On a more philosophical level, the bigger issue here is the existence of a slippery slope: once assisted suicide becomes widely accepted, doctors and loved ones might start coercing dying patients into accepting it. It would be foolish to pretend that this an entirely ridiculous concern, but there’s a good general rule to follow when you think about slippery slope arguments: does the slippery slope work with or against human nature? The former are far more dangerous than the latter.

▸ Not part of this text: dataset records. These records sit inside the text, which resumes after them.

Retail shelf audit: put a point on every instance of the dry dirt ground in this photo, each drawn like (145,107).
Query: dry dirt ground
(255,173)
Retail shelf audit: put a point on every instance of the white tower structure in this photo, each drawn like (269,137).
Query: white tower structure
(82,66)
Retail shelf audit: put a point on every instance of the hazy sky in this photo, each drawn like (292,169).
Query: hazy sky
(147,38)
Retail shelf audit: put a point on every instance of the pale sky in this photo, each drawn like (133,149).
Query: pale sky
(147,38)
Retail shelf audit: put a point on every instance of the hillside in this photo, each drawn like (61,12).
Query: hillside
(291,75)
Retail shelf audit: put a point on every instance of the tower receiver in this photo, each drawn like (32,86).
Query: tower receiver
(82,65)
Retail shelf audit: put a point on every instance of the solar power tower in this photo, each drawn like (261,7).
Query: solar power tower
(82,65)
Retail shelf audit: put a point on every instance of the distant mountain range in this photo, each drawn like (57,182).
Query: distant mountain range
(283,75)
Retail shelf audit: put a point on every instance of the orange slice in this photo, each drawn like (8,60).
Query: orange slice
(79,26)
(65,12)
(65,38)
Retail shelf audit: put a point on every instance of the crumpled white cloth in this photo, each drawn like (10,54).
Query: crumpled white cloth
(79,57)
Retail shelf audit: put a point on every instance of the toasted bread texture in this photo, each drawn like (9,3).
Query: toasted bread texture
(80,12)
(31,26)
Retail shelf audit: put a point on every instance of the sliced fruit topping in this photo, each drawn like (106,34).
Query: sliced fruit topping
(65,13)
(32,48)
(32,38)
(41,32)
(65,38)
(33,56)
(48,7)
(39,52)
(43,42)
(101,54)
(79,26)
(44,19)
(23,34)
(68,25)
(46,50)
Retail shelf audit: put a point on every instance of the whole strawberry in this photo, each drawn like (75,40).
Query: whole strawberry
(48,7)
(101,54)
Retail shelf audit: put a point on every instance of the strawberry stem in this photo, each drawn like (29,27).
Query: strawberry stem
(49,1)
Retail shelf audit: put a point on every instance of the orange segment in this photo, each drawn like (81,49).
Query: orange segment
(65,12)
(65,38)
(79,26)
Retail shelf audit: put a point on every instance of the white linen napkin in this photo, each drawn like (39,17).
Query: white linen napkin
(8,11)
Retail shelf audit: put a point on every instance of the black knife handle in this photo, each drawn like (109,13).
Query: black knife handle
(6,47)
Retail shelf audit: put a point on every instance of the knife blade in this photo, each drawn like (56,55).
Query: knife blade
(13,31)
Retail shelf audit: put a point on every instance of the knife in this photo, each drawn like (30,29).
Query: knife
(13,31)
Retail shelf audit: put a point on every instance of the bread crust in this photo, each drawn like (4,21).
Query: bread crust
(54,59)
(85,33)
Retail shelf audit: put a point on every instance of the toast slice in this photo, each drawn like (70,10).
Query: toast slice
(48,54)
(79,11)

For an example of the former, think about the torture of terrorist detainees. If we allow it in a few cases, is that likely to lead to a slippery slope in which we torture more and more prisoners? I think that’s a real concern: millennia of human history demonstrate that jailers routinely torture their prisoners unless there are extremely strong, bright line rules against it. It is, unfortunately, pretty universal behavior If you break the taboo against it, you unleash that dark part of human nature, and once unleashed there’s a very stong likelihood that it will feed on itself and get continually worse. That’s why keeping this hard-won taboo in place is so worthwhile.

But what about assisted suicide? If it’s legalized and becomes accepted, will it lead to doctors and family members trying to get rid of old and dying patients? In some cases, yes: the world is full of bad people, after all. But how likely is this to become a widespread problem? Not very, I think, because it flies against everything we know about human nature. Hollywood potboilers notwithstanding, family members don’t generally want to kill off fellow family members, and that goes double for actively killing off parents. There are always going to be a small number of cases where this happens, but with even minimal safeguards in place it’s simply not likely to ever become a major problem.

So the arguments against assisted suicide still seem weak to me. What’s more, as with all proposed policy changes, you need to ask the question: compared to what? Will there be abuses of assisted suicide? Of course. This is the real world we’re dealing with. But our current system of caring for the elderly already features massive, gruesome, systemic abuses. These abuses aren’t hypothetical, they’re real. The chances that a properly constructed assisted suicide regime would produce worse results strikes me as slight.